Nara mengigit cemilan yang dibelikan oleh Danesh, kemudian menyeruput karamel latte.

" Gak pedes, kenapa langsung minum?"

" Seret. Nyangkut di tenggorokan gue. Rasanya manis banget. Gue gak suka terlalu manis."

" Besok gue traktir seblak biar perut lo mules," kesal Danesh. Mau dengan siapapun, memang sikap Danesh menyebalkan seperti itu tanpa mandang siapa lawan bicaranya.

" Gimana adek lo?" tanya Danesh kemudian.

" Udah membaik sejak lo dateng pertama kali," balas Nara kemudian," orang-orang gak tau keadaan gue yang sebenarnya. "

" Gue sengaja gak bilang sama siapapun. Lo gak suka bantuan dan dibantu."

" Termasuk bantuan dari lo Nesh."

Sejak pertama kali mereka makan di cafe. Ekspresi wajah Nara terlibat datar tanpa lengkungan senyum apapun.

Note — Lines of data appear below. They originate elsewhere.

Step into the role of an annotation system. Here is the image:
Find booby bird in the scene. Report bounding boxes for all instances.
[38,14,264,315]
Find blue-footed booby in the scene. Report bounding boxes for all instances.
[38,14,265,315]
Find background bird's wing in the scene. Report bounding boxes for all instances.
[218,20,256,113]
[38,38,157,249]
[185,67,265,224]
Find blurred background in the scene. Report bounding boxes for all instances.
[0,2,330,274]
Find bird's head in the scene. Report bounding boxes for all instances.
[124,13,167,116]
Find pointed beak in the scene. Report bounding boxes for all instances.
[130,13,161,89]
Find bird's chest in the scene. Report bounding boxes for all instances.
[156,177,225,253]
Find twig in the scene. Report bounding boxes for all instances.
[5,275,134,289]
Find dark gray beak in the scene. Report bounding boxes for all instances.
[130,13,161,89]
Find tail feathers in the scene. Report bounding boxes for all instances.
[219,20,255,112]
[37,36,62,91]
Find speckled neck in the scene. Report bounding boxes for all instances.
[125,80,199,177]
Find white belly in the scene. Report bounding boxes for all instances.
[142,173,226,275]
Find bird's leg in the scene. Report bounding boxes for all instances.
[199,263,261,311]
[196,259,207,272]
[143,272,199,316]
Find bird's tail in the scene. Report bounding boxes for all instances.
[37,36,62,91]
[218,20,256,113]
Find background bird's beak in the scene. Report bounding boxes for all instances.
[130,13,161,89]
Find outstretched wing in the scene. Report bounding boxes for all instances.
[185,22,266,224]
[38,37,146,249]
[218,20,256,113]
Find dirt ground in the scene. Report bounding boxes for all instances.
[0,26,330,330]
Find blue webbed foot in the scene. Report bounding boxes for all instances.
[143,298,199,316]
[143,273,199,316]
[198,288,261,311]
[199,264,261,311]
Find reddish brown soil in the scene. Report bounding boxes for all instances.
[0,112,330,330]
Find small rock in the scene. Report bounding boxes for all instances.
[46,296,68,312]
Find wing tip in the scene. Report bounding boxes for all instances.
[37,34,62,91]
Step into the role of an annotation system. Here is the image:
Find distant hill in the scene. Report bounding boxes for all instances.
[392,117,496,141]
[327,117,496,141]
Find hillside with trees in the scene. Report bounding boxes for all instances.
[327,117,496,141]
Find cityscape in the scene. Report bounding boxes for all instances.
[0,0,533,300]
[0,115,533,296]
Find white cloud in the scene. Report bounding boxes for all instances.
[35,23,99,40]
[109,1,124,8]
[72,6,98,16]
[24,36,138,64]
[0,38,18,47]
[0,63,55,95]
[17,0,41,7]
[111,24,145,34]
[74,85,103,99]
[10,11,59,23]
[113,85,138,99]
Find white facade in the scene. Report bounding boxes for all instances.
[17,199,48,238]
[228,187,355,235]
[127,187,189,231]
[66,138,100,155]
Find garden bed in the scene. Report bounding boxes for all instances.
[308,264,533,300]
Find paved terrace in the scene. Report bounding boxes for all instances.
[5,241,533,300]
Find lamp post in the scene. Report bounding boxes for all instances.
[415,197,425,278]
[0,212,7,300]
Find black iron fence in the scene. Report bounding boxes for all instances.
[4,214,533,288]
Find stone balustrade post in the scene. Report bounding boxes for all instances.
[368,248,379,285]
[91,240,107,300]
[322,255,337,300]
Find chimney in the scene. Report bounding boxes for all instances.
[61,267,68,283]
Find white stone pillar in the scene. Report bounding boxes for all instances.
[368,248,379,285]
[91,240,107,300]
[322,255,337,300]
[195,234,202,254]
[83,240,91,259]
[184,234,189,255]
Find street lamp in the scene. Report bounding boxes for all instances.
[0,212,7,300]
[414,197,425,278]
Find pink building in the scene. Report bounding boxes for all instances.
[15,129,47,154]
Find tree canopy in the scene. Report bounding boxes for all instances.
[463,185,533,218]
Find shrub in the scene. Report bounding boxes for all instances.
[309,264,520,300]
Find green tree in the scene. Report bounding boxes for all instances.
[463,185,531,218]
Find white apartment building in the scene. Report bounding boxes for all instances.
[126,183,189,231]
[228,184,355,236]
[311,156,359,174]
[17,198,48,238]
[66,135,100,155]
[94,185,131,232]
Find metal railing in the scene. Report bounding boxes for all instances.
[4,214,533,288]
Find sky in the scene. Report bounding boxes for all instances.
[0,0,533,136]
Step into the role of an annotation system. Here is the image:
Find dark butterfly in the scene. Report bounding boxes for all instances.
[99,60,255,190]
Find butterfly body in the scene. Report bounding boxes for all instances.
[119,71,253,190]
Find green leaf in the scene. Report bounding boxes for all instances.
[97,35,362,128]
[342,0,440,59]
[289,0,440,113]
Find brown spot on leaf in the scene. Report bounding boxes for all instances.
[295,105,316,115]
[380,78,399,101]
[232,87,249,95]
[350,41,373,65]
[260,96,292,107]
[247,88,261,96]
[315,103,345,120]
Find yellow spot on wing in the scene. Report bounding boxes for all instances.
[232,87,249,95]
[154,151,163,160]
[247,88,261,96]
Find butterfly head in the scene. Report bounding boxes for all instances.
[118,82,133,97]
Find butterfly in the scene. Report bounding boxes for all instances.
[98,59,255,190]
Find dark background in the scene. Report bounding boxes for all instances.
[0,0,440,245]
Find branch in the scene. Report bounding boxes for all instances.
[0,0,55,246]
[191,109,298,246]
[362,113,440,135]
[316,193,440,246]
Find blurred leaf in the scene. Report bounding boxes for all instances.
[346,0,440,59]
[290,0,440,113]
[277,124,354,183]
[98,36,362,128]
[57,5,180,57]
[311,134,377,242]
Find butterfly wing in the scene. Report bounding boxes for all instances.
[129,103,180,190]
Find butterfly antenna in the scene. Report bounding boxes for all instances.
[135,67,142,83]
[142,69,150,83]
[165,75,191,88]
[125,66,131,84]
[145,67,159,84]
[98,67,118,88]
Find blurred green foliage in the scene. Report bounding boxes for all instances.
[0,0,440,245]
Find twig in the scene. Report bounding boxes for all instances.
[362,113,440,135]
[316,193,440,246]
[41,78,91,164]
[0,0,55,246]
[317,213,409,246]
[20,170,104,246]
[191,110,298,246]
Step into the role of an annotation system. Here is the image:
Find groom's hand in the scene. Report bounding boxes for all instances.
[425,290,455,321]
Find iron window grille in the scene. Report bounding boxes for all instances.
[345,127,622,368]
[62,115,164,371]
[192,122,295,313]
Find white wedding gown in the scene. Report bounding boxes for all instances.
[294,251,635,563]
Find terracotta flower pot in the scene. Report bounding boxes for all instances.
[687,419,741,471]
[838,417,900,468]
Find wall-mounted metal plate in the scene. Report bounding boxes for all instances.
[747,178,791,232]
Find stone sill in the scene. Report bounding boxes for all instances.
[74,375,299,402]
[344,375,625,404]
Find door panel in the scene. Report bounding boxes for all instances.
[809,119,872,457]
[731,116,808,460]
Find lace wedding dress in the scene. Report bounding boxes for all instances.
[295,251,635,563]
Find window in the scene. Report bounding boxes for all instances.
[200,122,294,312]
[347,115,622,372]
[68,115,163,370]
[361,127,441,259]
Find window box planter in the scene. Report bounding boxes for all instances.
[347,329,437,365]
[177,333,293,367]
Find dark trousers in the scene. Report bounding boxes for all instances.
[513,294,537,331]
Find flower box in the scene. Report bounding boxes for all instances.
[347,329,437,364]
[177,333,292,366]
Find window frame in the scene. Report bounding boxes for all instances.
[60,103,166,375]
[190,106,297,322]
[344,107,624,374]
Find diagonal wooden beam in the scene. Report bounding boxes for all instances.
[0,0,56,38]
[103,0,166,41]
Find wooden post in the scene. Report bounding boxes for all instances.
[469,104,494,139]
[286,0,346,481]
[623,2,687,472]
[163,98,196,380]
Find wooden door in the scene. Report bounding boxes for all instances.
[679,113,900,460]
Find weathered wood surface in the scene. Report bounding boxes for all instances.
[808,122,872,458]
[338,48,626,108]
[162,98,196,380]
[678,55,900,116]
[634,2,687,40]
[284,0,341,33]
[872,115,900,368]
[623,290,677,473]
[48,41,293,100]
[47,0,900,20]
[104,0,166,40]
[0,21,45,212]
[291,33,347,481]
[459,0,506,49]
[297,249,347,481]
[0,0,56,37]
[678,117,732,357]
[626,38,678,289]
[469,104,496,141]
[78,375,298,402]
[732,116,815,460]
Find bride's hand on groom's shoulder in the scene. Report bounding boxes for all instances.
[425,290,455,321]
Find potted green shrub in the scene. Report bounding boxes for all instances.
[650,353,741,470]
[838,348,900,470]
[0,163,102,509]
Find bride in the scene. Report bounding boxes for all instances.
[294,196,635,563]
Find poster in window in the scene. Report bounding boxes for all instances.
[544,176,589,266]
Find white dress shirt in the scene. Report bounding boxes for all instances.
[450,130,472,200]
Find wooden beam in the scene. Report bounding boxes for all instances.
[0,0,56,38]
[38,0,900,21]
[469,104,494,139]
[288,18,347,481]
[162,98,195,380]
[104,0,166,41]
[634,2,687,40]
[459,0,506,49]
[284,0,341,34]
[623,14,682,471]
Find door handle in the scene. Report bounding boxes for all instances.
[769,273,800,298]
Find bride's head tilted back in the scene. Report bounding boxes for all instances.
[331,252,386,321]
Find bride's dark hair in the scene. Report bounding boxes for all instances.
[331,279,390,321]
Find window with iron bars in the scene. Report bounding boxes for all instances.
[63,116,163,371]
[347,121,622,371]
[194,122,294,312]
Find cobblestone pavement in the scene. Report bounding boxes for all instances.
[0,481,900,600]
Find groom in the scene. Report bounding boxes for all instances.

" Gue balikin duit dari lo Nesh. Gue gak bisa terlalu lama minjem duit dari lo."

" Lo masih gak percaya gue baik sama lo Ra?"

Nara terdiam cukup lama, baginya menerima tawaran baik Danesh adalah sesuatu hal yang harus dihindarinya. Nara merasa banyak berhutang budi kepada Danesh.

" Gue udah punya duit cukup Nesh."

" Gue tulus bantu lo Ra."

" Gue tau Nesh, tapi gue udah punya duit buat ganti hutang gue ke lo."

" Gimana lo bisa dapetin duit Ra. Sedangkan papa lo hanya ngasih duit bulanan yang gak cukup buat lo, sejak papa lo pisah sama mama. Sedangkan mama lo pergi gitu aja tanpa pamit sama lo Ra."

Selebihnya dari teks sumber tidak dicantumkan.